AFP – 25 Octobre – Christian Charcossey
Les agriculteurs satisfaits sur les pesticides mais divisés sur les OGM
Depuis l'origine à la tête du combat contre les OGM (organismes génétiquement modifiés), la Confédération Paysanne estime "insuffisant" le gel des cultures de maïs génétiquement modifié jusqu'au vote d'une loi sur les OGM, et réclame un "moratoire" de trois ans. Le porte-drapeau des anti- OGM, José Bové, a estimé que "le président reconnaît pour la première fois les raisons qui amènent les Français à refuser les OGM (...) il reconnaît le risque de dissémination et qu'il y a de plus en plus de problèmes liés aux OGM". Mais "ce n'est pas dans le cadre national que cela doit se régler, il faut qu'il saisisse la clause de sauvegarde de l'Union européenne pour geler les cultures. Autrement, c'est une escroquerie", a-t-il ajouté. Le président de la FNSEA, Jean-Michel Lemétayer, a demandé "que les règles soient claires et transparentes en 2008", dans une loi qui devrait être adoptée selon lui avant les semis de printemps.
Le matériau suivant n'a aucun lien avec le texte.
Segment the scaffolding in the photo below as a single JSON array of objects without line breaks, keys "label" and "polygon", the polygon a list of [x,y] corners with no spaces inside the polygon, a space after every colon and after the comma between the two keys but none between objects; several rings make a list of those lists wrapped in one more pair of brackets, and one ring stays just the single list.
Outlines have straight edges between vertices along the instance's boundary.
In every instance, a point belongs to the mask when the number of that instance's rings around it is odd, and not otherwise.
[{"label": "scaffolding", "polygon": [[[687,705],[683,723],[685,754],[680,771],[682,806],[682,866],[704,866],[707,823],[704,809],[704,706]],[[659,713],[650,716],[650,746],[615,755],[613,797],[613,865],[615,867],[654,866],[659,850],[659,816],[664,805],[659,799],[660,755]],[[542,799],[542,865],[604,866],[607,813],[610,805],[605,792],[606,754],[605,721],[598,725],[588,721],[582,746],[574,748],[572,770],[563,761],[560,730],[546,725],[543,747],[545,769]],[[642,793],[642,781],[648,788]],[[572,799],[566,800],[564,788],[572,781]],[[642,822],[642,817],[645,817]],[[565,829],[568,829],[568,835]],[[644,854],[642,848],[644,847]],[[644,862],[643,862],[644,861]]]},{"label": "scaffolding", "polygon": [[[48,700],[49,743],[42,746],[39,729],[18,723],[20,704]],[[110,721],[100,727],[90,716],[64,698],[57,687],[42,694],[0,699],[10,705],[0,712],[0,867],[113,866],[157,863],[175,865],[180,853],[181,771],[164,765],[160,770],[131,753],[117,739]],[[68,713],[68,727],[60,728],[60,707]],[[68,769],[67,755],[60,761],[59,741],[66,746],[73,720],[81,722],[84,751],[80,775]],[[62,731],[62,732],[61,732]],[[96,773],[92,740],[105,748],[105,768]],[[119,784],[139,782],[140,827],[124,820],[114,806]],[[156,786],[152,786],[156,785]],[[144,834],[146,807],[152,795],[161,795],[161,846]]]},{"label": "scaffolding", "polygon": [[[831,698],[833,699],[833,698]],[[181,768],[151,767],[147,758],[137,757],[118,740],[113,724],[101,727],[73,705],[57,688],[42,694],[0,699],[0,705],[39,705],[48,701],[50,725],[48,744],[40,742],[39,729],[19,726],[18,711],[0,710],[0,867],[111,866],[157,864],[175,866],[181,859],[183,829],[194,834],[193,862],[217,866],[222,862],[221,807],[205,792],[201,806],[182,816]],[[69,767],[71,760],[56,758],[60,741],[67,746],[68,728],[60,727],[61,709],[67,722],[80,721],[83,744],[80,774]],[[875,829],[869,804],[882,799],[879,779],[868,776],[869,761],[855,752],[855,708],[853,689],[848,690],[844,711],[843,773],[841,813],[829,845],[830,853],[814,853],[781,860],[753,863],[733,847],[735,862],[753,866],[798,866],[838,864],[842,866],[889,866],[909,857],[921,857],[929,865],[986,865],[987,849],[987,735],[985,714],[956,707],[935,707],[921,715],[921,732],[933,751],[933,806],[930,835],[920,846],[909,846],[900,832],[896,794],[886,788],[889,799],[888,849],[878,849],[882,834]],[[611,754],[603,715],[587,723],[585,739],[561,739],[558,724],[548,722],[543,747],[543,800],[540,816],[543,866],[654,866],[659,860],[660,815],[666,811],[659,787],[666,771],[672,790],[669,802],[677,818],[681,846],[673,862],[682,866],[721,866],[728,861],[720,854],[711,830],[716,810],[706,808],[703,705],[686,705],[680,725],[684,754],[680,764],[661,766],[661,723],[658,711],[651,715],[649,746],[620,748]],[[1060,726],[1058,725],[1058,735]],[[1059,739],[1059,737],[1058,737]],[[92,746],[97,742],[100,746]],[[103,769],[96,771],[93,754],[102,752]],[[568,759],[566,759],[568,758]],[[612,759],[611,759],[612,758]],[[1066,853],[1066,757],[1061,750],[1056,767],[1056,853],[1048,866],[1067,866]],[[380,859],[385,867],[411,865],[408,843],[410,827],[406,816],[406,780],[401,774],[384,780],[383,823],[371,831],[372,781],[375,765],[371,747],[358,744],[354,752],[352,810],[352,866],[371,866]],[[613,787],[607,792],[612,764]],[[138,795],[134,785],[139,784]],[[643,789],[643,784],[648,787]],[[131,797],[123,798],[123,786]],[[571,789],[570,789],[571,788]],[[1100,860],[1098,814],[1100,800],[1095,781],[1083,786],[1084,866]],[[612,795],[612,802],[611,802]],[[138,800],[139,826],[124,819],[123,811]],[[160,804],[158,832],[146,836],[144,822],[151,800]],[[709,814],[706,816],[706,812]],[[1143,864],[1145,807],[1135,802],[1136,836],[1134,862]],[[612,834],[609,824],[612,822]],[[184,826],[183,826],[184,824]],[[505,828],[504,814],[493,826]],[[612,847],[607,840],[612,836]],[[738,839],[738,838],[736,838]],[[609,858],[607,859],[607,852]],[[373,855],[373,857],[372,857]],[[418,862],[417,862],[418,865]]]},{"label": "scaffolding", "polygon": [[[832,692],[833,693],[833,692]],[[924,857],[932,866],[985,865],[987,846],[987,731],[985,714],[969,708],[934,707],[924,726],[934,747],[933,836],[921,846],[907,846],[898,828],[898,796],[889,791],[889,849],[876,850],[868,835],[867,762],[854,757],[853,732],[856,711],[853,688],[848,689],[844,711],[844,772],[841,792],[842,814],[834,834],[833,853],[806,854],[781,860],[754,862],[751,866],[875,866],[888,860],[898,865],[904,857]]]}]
De leur côté, les semenciers et industriels des produits phytosanitaires ont reproché au chef de l'Etat d'avoir "cédé aux marchands de peur et de mensonges" sur les OGM. "On ne peut pas en même temps réussir la négociation d'un traité relançant la construction européenne et nier le droit communautaire car l'Union européenne a décidé d'autoriser la culture des OGM", écrivent les semenciers, dont l'UIPP.

AFP 25 octobre
OGM : Dimas veut refuser pour la première fois la culture de 2 maïs dans l’UE
Le commissaire a proposé à ses collègues de la Commission de rejeter les demandes d'autorisation de culture du maïs Bt 11 de la firme suisse Syngenta et du maïs 1507 de Pioneer, filiale de l'américain DuPont. La culture de ces deux maïs a reçu un avis favorable de l'Autorité européenne de sécurité alimentaire (EFSA), basée à Parme. Mais, selon cette source, le commissaire veut invoquer le principe de précaution car d'autres études ont émis des doutes sur les effets à long terme, notamment lorsqu'ils sont ingérés par des "organismes non ciblés" comme des oiseaux. "Cette décision est un bon pas dans la bonne direction. Lorsqu'il y a des incertitudes scientifiques, l'UE devrait toujours appliquer le principe de précaution", a souligné dans un communiqué Greenpeace. La proposition de la Direction générale de l'environnement de la Commission n'a cependant pas pour l'instant reçu l'aval des autres DG de l'exécutif européen. Mais M. Dimas entend faire monter le débat au collège des commissaires si nécessaire.

 


   
  Ils l'ont dit
 

LCI – 26 octobre
"Si nous devions réduire de 50% l’utilisation de nos produits, cela aurait des conséquences immédiates sur la capacité de produire certains légumes, certains fruits, voire même certaines grandes cultures comme le blé et cela augmenterait automatiquement le prix de l’alimentation. Nous serions alors obligés d’importer d’autres régions du monde avec des conséquences sur le coût du transport, avec moins de garanties sur la sécurité sanitaire de ces aliments et donc une baisse évidente du pouvoir d’achat des ménages".